The original event it’s based on is a story arc from ‘88 called Death in the Family and it’s appropriate as the movie deals with father-son dynamics in a genuine way. This movie is by Brandon Vietti, who directed many episodes over four series of the excellent The Batman TV show, as well as Superman/Doomsday. It also has the most impressive voice cast of any of these entries, which includes Bruce Greenwood as the Bat, Jensen Ackles as Todd, John DiMaggio as Joker, Neil Patrick Harris as Grayson and Jason Isaacs as Ra’s al Ghul. The movie has genuinely funny moments of black comedy, as well as deeply touching moments and is highly rewatchable.
1- The Dark Knight Returns
The last entry on my list suitably covers the end of Batman’s career and it’s a beauty. Based on another staple graphic novel of the same name by Frank Miller, the savvy source material is like mainlining pure heroin for fans and it single-handedly changed comic book culture. It marked the end of the Bronze Age with its bright colours and cartoon-like style and ushered in the Dark/Modern Age of comics with its more abstract, gritty realism that would become the standard for all superheroes moving forward, right up to the present day. In other words, it’s the most important graphic novel ever and one of the best. The movie, again directed by Jay Olivia, is what Batman v Superman should have been and is a faithful adaptation; to tamper with such a masterpiece would be blasphemy, and it contains more of Miller’s amazing dialogue:
“You try to hold me back but you’re weak. You know it in your soul. You’re nothing but a hollow shell. A rusty trap. The time has come…”
The story’s split into two parts, however the second is the main event, as it provides an end to Batman’s historic rivalry with The Joker, as well as his ultimate showdown with Superman; but it couldn’t exist without the first, so it’s best to view it as a whole if possible (it was released this way later). The narrative highlights the importance of Batman by showing a city in chaos and depravity without him. The fact that it needs him to come out of retirement to clean it up shows how he makes a difference and he’s the only man for the job. It tells you why he has to be Batman and the way it illustrates his way back to crime-fighting is epic and compelling, so much so that this two-part animated movie sits up there alongside the best live-action offerings. It’s a must-see for any fan.
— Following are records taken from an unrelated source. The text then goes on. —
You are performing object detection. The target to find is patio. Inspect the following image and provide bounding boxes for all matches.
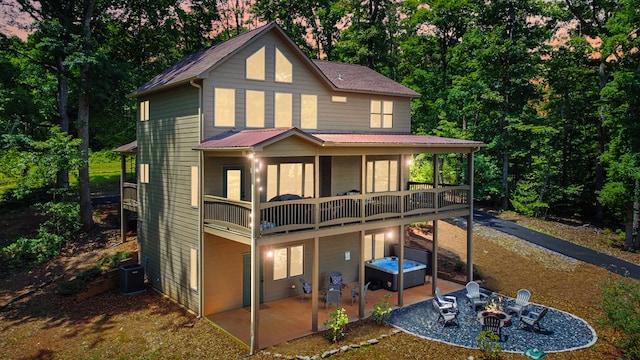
[207,280,464,349]
[390,289,597,353]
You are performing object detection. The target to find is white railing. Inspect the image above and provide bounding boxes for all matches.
[204,185,469,235]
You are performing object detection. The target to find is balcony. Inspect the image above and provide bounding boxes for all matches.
[204,183,469,236]
[122,182,138,212]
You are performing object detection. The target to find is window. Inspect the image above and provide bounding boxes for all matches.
[189,249,198,291]
[267,163,314,199]
[245,90,264,128]
[273,245,304,280]
[245,46,265,80]
[274,93,293,127]
[300,95,318,129]
[275,48,293,83]
[224,168,243,200]
[140,164,149,184]
[364,233,384,261]
[367,160,398,192]
[191,166,200,208]
[369,100,393,129]
[213,88,236,127]
[139,100,149,121]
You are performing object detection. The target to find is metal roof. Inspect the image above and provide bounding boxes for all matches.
[193,128,485,150]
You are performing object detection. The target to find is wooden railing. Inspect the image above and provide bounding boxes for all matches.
[204,185,469,235]
[122,182,138,211]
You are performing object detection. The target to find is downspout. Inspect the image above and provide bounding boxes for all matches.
[189,80,204,319]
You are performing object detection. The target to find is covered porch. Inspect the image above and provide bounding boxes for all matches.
[207,280,464,349]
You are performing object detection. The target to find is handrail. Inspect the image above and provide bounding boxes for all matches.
[204,185,470,235]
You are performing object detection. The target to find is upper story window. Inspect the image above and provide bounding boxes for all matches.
[369,100,393,129]
[139,163,149,184]
[213,88,236,127]
[273,93,293,127]
[245,46,265,81]
[300,95,318,129]
[245,90,264,128]
[139,100,149,121]
[275,48,293,83]
[367,160,398,192]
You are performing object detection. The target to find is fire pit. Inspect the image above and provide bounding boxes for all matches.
[478,310,511,327]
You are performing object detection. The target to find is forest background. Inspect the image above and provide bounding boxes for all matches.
[0,0,640,253]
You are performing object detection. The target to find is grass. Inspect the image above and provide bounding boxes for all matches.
[0,150,124,197]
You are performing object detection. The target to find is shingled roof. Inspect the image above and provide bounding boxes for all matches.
[312,60,420,97]
[130,23,420,97]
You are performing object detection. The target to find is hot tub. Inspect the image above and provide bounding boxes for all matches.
[364,256,427,291]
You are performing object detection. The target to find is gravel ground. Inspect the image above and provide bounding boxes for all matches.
[390,290,597,354]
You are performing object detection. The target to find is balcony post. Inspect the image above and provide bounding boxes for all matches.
[120,154,129,242]
[467,150,474,282]
[249,154,260,354]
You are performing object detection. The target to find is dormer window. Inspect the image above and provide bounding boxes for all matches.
[245,46,265,81]
[275,48,293,83]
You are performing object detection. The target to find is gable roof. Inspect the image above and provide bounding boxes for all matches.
[312,60,420,97]
[129,23,420,98]
[130,24,275,97]
[193,128,485,150]
[193,128,322,150]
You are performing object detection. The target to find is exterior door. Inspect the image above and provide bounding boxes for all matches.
[242,254,264,307]
[223,167,245,200]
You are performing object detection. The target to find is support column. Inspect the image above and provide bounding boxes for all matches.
[398,225,404,307]
[311,236,320,332]
[120,154,129,242]
[431,220,438,294]
[358,230,367,319]
[249,157,260,354]
[467,150,474,282]
[431,154,440,294]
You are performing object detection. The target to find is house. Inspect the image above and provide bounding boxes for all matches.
[119,24,484,352]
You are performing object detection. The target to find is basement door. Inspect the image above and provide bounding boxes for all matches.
[242,254,264,307]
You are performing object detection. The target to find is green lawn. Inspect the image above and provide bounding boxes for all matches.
[0,151,127,197]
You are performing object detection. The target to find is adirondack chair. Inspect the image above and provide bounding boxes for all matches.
[520,308,549,332]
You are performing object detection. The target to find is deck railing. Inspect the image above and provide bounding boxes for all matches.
[122,182,138,211]
[204,185,469,235]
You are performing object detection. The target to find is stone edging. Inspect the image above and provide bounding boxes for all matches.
[255,329,402,360]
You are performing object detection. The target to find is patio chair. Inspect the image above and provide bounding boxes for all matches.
[507,289,531,318]
[482,315,502,341]
[327,271,342,294]
[351,281,371,306]
[466,281,489,310]
[324,289,342,309]
[300,278,311,302]
[520,308,549,332]
[436,286,458,312]
[431,299,460,327]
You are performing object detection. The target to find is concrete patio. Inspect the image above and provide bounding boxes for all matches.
[207,279,464,349]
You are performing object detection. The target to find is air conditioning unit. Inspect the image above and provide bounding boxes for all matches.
[119,264,147,295]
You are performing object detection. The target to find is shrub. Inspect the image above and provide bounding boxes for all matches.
[371,294,393,325]
[98,251,131,270]
[600,275,640,359]
[0,202,80,270]
[323,308,349,343]
[476,330,502,359]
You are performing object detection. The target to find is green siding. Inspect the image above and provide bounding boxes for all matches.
[138,86,200,312]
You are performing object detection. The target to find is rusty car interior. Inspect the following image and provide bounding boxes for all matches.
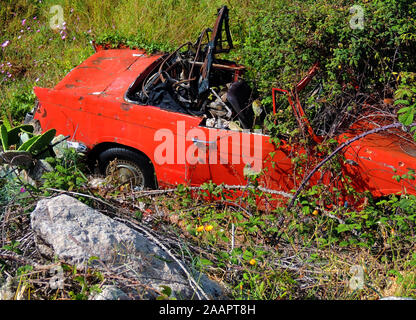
[125,6,254,129]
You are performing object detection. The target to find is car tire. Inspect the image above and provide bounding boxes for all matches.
[98,148,156,189]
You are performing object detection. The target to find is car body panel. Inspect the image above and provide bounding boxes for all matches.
[34,49,416,209]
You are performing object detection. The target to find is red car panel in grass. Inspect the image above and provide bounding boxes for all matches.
[28,7,416,210]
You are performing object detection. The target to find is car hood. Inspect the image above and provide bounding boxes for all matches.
[54,49,160,95]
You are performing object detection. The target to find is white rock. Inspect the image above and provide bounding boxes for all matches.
[31,195,223,298]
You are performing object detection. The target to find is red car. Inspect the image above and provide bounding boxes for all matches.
[28,7,416,210]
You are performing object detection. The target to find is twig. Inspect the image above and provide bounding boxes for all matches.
[287,122,404,209]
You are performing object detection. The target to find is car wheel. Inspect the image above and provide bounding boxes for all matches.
[98,148,155,190]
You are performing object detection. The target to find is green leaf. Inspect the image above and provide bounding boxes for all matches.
[159,285,172,297]
[0,124,9,151]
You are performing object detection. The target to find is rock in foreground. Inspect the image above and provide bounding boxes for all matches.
[31,195,223,299]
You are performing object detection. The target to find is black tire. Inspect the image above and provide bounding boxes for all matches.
[98,148,156,189]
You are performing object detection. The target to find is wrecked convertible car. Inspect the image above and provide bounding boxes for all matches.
[28,7,416,210]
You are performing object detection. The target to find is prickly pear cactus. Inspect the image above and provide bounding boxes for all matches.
[27,129,56,155]
[7,124,34,146]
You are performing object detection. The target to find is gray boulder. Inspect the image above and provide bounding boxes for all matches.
[31,195,223,299]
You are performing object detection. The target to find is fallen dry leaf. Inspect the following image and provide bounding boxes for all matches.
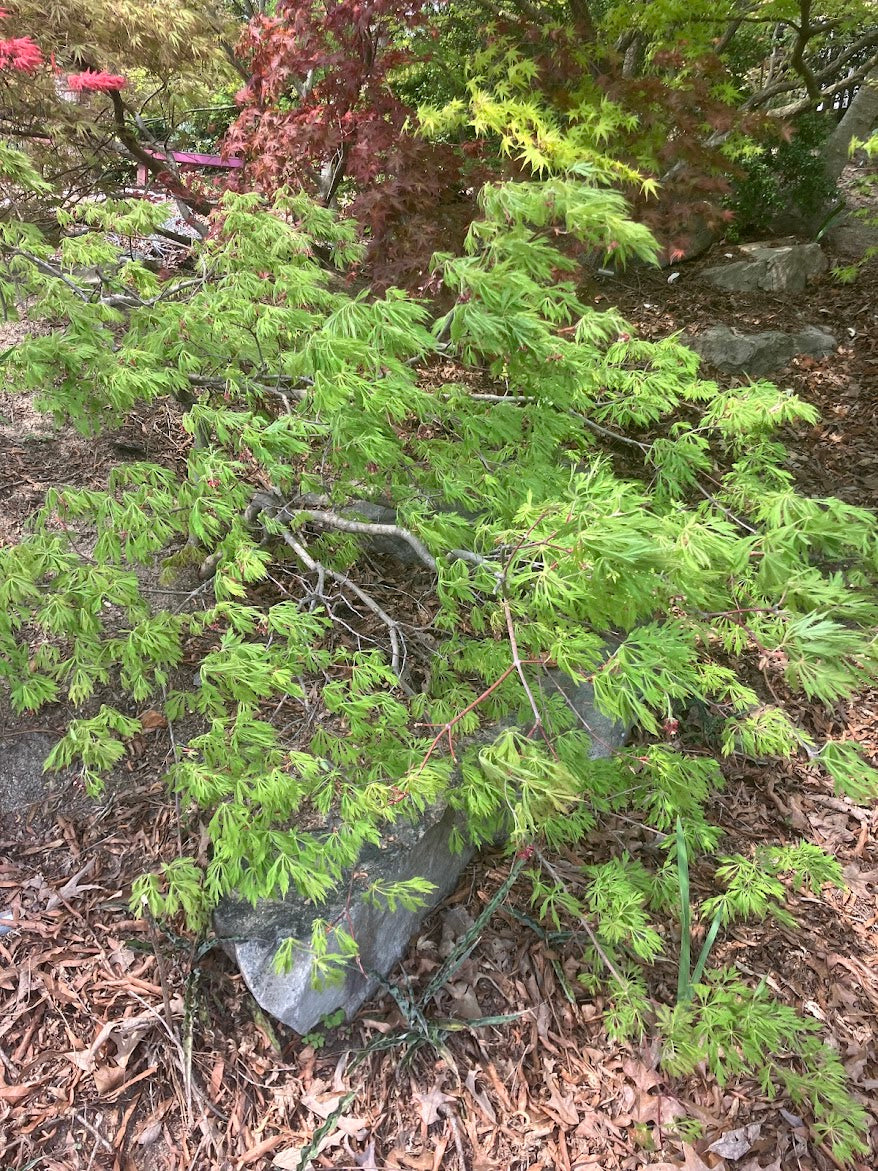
[414,1082,454,1124]
[707,1122,762,1159]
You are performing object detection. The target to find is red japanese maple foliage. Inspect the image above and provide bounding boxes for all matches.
[67,69,128,94]
[224,0,473,286]
[0,8,44,73]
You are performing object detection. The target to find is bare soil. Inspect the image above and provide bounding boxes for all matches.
[0,173,878,1171]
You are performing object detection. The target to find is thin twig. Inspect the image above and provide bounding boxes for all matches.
[281,530,414,696]
[534,849,626,988]
[277,505,439,573]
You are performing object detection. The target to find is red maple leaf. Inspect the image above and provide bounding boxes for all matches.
[0,35,43,73]
[67,69,128,94]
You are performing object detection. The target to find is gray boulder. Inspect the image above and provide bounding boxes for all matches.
[214,674,626,1034]
[688,326,838,378]
[701,244,829,293]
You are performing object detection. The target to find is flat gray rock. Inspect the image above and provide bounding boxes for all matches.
[701,244,829,293]
[0,732,57,814]
[688,326,838,378]
[214,674,627,1034]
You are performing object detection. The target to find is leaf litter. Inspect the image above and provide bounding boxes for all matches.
[0,206,878,1171]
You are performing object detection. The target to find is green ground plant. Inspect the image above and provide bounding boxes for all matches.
[0,148,878,1158]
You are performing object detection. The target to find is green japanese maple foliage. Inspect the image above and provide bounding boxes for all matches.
[0,151,878,1157]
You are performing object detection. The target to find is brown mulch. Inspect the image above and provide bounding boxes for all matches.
[0,203,878,1171]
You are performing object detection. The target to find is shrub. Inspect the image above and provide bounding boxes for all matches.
[0,153,878,1153]
[728,114,838,240]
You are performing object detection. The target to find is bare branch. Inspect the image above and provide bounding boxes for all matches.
[281,530,414,696]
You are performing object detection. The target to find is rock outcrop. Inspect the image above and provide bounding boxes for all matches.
[688,326,838,378]
[214,676,626,1033]
[701,244,829,293]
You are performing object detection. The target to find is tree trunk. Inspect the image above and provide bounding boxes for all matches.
[824,69,878,183]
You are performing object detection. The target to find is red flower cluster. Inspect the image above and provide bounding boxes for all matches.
[0,35,43,73]
[67,69,128,94]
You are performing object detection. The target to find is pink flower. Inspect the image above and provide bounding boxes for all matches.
[67,69,128,94]
[0,36,43,73]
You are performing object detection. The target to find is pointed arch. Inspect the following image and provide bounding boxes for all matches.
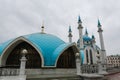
[1,36,44,67]
[55,43,79,68]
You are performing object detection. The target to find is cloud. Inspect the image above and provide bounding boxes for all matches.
[0,0,120,54]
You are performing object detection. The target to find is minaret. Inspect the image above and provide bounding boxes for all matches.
[92,35,96,49]
[98,19,106,64]
[41,23,44,33]
[85,28,88,36]
[68,26,72,43]
[78,16,83,50]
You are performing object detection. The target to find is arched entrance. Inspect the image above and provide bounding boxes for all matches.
[5,41,42,68]
[57,47,76,68]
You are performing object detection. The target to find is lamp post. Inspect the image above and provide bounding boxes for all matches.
[19,49,28,75]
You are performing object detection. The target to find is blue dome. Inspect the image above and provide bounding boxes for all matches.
[77,35,92,43]
[0,33,78,66]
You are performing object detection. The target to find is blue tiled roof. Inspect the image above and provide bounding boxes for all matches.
[0,33,78,66]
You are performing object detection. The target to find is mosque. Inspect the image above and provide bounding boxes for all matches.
[0,16,106,78]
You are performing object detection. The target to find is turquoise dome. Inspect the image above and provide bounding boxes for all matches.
[83,35,92,41]
[0,33,75,66]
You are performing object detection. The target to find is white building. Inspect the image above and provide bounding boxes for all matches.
[107,55,120,68]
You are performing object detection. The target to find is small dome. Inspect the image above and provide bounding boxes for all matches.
[83,35,92,41]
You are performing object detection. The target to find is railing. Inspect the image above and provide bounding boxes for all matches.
[81,64,98,73]
[0,68,19,76]
[0,68,76,76]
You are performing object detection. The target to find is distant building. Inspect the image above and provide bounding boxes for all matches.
[107,55,120,68]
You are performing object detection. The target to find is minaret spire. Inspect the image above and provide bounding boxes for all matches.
[97,19,106,73]
[68,26,72,43]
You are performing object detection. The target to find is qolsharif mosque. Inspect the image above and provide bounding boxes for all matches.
[0,16,107,80]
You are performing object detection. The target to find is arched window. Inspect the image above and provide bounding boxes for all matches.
[5,42,42,68]
[86,50,89,63]
[57,47,76,68]
[90,49,93,64]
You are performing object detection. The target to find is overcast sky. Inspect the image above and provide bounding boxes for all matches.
[0,0,120,55]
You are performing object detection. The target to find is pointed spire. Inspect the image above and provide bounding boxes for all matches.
[78,16,82,23]
[98,19,101,27]
[85,28,88,36]
[41,22,44,33]
[69,26,72,32]
[92,35,95,39]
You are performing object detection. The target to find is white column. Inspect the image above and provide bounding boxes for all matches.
[76,53,81,75]
[69,37,72,43]
[19,49,27,75]
[19,56,27,75]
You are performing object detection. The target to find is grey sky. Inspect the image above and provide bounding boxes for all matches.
[0,0,120,55]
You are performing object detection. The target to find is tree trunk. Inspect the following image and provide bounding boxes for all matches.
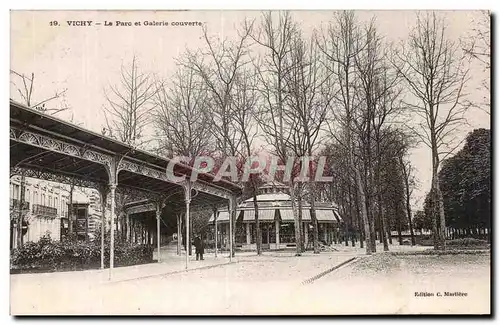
[311,196,319,254]
[436,178,446,250]
[252,187,262,255]
[354,166,373,255]
[68,185,75,235]
[377,156,389,252]
[398,211,403,245]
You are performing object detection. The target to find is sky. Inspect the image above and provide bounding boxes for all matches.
[10,10,490,207]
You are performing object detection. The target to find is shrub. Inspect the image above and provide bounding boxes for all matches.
[11,233,154,271]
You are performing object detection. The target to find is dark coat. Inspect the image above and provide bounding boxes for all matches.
[194,237,205,254]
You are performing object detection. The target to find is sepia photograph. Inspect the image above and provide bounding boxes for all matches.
[8,9,493,316]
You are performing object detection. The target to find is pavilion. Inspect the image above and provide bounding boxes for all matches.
[209,182,342,250]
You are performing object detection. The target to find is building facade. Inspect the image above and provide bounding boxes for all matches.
[9,176,100,248]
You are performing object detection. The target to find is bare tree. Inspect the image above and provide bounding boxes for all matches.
[284,32,333,254]
[319,11,373,254]
[178,22,252,254]
[103,56,157,239]
[232,69,262,255]
[250,11,302,256]
[153,67,213,157]
[104,56,157,146]
[394,12,470,250]
[463,10,491,114]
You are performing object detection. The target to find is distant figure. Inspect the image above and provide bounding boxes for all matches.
[194,235,205,261]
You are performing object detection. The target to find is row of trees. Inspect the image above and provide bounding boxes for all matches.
[421,129,491,237]
[100,11,484,255]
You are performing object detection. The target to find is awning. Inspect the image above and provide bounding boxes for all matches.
[243,209,276,221]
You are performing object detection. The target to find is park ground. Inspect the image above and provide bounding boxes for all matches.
[10,245,490,315]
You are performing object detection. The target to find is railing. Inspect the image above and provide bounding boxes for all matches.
[10,199,30,209]
[33,204,57,217]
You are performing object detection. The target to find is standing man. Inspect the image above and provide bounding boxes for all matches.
[194,235,205,261]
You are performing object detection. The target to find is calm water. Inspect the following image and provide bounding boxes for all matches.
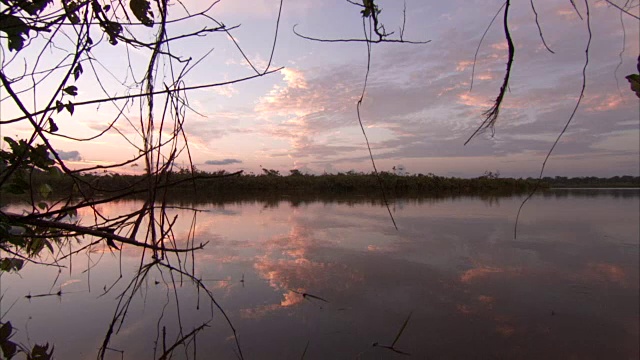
[1,190,640,359]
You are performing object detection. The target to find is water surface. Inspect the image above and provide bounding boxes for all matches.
[1,190,640,359]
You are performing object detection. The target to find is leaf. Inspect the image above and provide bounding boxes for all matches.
[626,74,640,98]
[73,63,83,81]
[0,320,13,342]
[62,0,80,25]
[100,20,122,45]
[0,259,24,272]
[129,0,153,27]
[0,340,18,359]
[49,118,59,132]
[62,85,78,96]
[43,240,54,254]
[38,184,53,199]
[64,101,74,115]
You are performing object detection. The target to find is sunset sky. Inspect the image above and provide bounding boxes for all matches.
[1,0,640,177]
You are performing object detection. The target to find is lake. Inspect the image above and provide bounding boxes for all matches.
[0,189,640,359]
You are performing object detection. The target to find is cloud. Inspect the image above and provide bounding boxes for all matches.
[56,150,82,161]
[204,159,242,165]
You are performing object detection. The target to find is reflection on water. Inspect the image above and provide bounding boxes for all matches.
[1,190,640,359]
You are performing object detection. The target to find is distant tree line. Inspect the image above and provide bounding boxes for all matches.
[542,175,640,188]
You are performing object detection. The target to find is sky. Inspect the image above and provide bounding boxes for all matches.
[0,0,640,177]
With the rise of animation over the years, there are so many more films to enjoy once you realise they’re just as relevant as live-action in their own way. By not having to rely on huge budgets, they’re not limited by anything in their scope except imagination. This is reflected in the growing popularity of anime and CGI animation over the years. If you adjust your perspective this way, you can enjoy more great Batman stories as well as ones from other superheroes and not have to wait years for the next adventure.